Die anderen Personen waren nichts weiter als schwarze Silhouetten. Sie scharten sich im Licht der Überwachungsmonitore um den Meisterdetektiv L, doch dessen gekrümmte Gestalt war für Light als einzige erkennbar. Auf einmal stand sein Vater neben ihm. Light blickte hinauf in das ausgezehrte Gesicht des älteren Mannes. Die Lippen des Polizisten bewegten sich stumm. Es sei in Ordnung, sagte Herr Yagami, sie würden auf ihn Acht geben, damit er nichts Dummes tat. L würde weiterhin der Kontrolle unterliegen. Dankbar nickte Light. Er zog sich eine Jacke über und fuhr mit dem Fahrstuhl ins Erdgeschoss. Es war totenstill in den leeren Hallen, nur das Geräusch seiner Schritte erklang, als er die letzten Stufen zum Ausgang hinunterging. Kein zweiter Atem war an seiner Seite.

Light trat hinaus in die abendliche Kühle. Das erste Mal seit zwei Monaten allein. Rechts und links erstreckten sich bis in weite Ferne die beleuchteten Straßen Tokyos, bunte Reklametafeln und die mit künstlichem Essen ausstaffierten Schaufenster der zahlreichen Lokale. Über allem lag ein orangefarbener Nebel, als drückten die Wolken ihr Gewicht hinab auf die Stadt. Schmerzlich vertrautes Tokyo, ein kleines Stück der Welt, die Kira beschützen musste.

Light ging mit erhobenen Kopf und geradem Blick an den Menschen vorbei, die ihn nur unmerklich streiften und nichts davon wussten, dass soeben der erlösende Gott einer neuen Ära ihren Weg kreuzte. Kira kämpfte für sie. Allein gegen die Gefährdung seiner Welt. Vollkommen allein. Das Gefühl der Einsamkeit und Leere verstärkte sich mit jedem Atemzug, den er in den belebten Straßen der Großstadt mit tausend fremden Menschen teilte.

Nach einigen Minuten des ziellosen Herumwanderns betrat er kurzentschlossen einen 7-Eleven, jene Kette von Konbinis, die man hier an fast jeder Ecke fand. In ihrer Anfangszeit, daher der Ursprung des Namens, konnte man in diesen Läden von sieben bis elf Uhr einkaufen, mittlerweile waren sie allerdings rund um die Uhr geöffnet. Von 7-Eleven zu 24/7. Die wochenlange Verbindung war unterbrochen. Die Fesseln aus Metall hatte Light verloren. L war nicht mehr vierundzwanzig Stunden am Tag in seiner Nähe. Jetzt hatte sich die Überwachung umgekehrt und währte nur noch vom Morgen bis zum Abend. Von 24/7 zu 7-Eleven.

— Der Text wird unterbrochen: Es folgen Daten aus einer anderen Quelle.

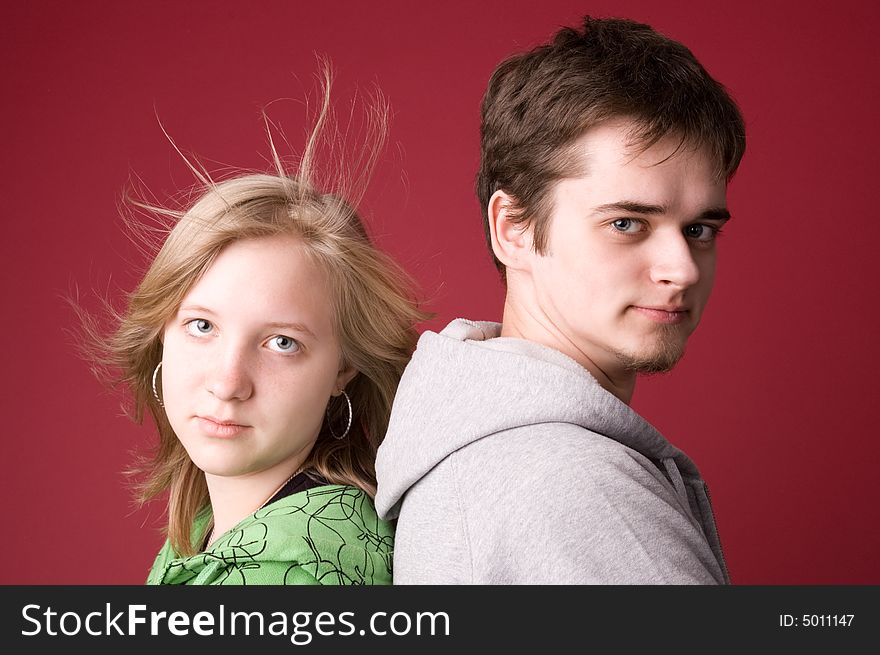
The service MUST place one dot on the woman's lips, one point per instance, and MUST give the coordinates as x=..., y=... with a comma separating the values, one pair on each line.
x=217, y=428
x=665, y=316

Gedankenversunken griff Light in das Regal mit den Backwaren. Der Detektiv mochte Süßigkeiten, die nicht klebten und die man leicht anfassen konnte, aus Angst, sich die Hände schmutzig zu machen. Diese Melonpans mit Schokoladenkugeln würden ihm sicherlich schmecken. Beim Bezahlen wurde der Student zum zweiten Mal von der jungen Kassiererin am Eingang begrüßt, schenkte ihr aber auch jetzt nichts weiter als ein Lächeln. Er schaute ihr in die Augen und fragte sich, ob sie wohl auf Kiras Seite stand. Oder war sie gegen ihn? Ging es ihr nun besser, wie so vielen anderen Menschen auch, die durch Kira in dieser grausamen Welt Hoffnung schöpften?

Light wandte sich ab und verließ schweigend das Geschäft. Nachdem er ein paar Schritte gegangen war, hatte er das Gesicht der jungen Frau bereits vergessen. Sie würde das seine bald ebenso vergessen haben. Erinnerungen waren nicht nötig. Niemand sollte sich daran erinnern, wer sich hinter Kira verbarg, um seiner zu gedenken oder zu ihm zu beten. Denn ein Gott brauchte keinen Namen.

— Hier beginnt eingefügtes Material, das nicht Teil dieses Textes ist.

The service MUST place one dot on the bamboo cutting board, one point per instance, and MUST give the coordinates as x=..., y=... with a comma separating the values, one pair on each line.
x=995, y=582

Es konnte nicht mehr lange dauern. Würde sich Light wohler fühlen, wenn er endlich als Herrscher über die neue Ordnung verfügte? Zu jenem Zeitpunkt, wenn L tot war? Eigentlich hatte Light in der Außenwelt nach Luft zum Atmen gesucht. Er wollte seine wiedererlangte Freiheit auskosten. Freiheit bedeutet Unabhängigkeit. Und Unabhängigkeit bedeutet Einsamkeit. Light gehörte nicht mehr zu dieser Welt, sobald er sich als beschützender Gott von ihr abgrenzte. Er fühlte sich ihr nicht mehr zugehörig. Das Einzige, das ihn noch mit seiner eigenen Menschlichkeit verband, war jene Fessel, die ihn seit mehreren Wochen umschloss. Nur L hielt ihn noch auf dem Boden fest, der unter seinen Füßen bereits zerbrach.

 

Verhalten raschelte das Bettzeug unter der schwerfälligen Bewegung seines Körpers, als Light sich umdrehte. Er öffnete müde die Augen, schloss sie wieder und ließ die linke Hand am unteren Rand des Kopfkissens ruhen, sodass sich sein Gelenk über der Erhebung befand. Indem er die Metallfessel neben der Kante hängen ließ, dämmte er ihren unangenehmen Druck ein. Verschlafen drehte er sich um und öffnete die Augen erneut. Er brauchte einen Moment, um zu registrieren, dass L nicht neben ihm lag.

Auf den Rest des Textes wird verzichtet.